AI algorithm capable of diagnosing skin cancer up to 96% correctly

Not only did workers, journalists, and service workers come to the dermatologist but also feared being replaced by machines.

Stanford University researchers have created an AI algorithm that can identify skin cancer as well as a professional doctor. This software is trained with nearly 130,000 images related to moles, blemishes and skin lesions through the form of deep learning.

After that, it "confronted" with 21 dermatologists and obtained the same results as them (at least 91% accurate compared to humans). In the future, they plan to conduct an application to detect skin cancer at home for smartphones.

Picture 1 of AI algorithm capable of diagnosing skin cancer up to 96% correctly

Each year, there are 5.4 million cases of skin cancer in the United States. The diagnosis process has many stages, including moles or skin marks by specialist doctors. The sooner the disease is detected, the higher the chance of cure and survival.

For example, the early 5-year survival rate of melanoma cell cancer is 97%, but in later stages, the number drops to only 14%.

Picture 2 of AI algorithm capable of diagnosing skin cancer up to 96% correctly
Melanoma is a very common disease

In order to "teach" their AI how to recognize skin cancer, Stanford scientists used an existing deep learning algorithm , created by Google with image sorting. They described the process in their study: we provided it with thousands of images collected all over the world, along with giving it a picture of what is ill, or is it good evil.

" There is no available database for us to train our algorithms, so we have to create it ourselves," said Brett Kuprel, co-author of the study. " We have to take pictures from the Internet and work with medical schools to create a neat collection from the messy data stack - the name is written in many languages, including German, Arabic and Latin . "


Will this algorithm replace the dermatologist in the future?

The team then created a database of 129,450 images of 2,032 different diseases. The AI ​​system then scans each pixel in these pictures, looking for the similarity of each disease to each of the skin cancer patients. After the training process, the system was able to identify diseases "just as well as trained professionals ," the scientists said.

For example, with melanoma, a dermatologist recognizes 95% of the damage it causes and correctly diagnoses 76% of benign tumors. In that same experiment, the other AI algorithm scored 96% of the skin melanoma and 90% of the harm was not harmful.
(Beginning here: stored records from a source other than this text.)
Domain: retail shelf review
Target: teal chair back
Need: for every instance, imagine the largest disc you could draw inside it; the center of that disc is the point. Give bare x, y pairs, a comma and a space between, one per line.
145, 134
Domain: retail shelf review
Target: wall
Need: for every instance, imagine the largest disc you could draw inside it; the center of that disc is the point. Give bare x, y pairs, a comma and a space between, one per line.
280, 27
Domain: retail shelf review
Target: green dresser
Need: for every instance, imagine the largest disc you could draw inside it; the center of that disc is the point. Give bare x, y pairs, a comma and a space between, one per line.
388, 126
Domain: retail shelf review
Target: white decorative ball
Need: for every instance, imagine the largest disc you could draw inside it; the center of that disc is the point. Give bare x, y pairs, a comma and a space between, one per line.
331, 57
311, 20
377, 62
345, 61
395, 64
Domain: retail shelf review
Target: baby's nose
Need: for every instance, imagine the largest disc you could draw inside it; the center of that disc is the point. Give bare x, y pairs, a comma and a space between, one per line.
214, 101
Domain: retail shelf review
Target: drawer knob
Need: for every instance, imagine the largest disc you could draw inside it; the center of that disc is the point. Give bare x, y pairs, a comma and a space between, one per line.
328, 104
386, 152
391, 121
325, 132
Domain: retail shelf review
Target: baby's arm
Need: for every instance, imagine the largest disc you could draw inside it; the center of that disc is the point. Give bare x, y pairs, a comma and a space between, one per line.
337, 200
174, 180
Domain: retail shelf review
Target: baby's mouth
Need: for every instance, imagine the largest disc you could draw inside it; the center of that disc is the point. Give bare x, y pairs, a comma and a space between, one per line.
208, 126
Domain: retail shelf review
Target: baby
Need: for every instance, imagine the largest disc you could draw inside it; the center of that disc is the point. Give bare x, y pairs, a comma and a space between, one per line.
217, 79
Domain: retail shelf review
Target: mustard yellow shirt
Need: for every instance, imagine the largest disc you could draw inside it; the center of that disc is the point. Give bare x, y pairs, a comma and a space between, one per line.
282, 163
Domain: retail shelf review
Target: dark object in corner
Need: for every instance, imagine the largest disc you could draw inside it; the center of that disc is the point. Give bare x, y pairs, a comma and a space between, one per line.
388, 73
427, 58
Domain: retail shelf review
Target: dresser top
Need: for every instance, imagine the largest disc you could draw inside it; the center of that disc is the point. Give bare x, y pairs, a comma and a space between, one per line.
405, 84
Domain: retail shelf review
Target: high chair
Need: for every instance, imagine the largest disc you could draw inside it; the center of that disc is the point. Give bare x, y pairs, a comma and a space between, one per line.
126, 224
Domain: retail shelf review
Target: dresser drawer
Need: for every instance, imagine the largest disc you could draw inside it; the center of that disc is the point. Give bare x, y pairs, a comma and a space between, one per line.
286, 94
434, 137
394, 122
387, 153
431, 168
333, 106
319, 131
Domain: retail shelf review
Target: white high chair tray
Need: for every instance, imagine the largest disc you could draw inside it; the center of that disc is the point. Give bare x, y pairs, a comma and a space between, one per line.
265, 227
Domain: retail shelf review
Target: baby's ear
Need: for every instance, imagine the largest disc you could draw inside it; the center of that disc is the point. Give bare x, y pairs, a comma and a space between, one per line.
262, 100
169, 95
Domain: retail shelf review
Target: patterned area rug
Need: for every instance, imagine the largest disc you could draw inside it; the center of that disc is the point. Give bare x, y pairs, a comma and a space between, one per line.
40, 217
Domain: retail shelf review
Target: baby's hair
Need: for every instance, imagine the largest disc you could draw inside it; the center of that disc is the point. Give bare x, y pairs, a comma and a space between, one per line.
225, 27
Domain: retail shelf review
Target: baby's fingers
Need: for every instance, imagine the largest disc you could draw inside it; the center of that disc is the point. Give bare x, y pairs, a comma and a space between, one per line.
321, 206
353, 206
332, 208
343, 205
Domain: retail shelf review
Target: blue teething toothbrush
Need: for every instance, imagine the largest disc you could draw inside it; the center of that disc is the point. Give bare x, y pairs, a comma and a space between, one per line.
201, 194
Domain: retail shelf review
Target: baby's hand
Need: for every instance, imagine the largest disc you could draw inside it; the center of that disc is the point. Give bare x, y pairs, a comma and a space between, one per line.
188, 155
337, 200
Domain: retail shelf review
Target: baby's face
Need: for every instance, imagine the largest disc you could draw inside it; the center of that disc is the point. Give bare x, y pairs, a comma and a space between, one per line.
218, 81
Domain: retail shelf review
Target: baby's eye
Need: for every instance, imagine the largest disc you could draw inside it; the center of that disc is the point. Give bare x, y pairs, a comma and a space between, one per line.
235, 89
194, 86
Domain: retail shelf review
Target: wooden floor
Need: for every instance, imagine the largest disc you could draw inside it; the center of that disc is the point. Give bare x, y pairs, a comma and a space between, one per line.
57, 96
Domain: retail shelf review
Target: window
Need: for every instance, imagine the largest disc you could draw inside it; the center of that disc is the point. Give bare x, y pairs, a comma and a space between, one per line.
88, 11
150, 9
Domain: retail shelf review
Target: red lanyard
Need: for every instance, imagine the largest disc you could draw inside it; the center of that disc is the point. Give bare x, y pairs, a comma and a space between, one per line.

Picture 3 of AI algorithm capable of diagnosing skin cancer up to 96% correctly

Stanford scientists say that the purpose of their software development is not to replace dermatologists, but to help every method of diagnosis not too expensive. They are also aspiring to create an advanced version of this algorithm and turn it into an application that can be used at home.

However, in order for this to happen, the AI ​​needs to practice more (it has become accustomed to working with high-resolution and high-resolution images - not the types of images that smartphones can capture) and need rigorous evaluation in many respects before being released.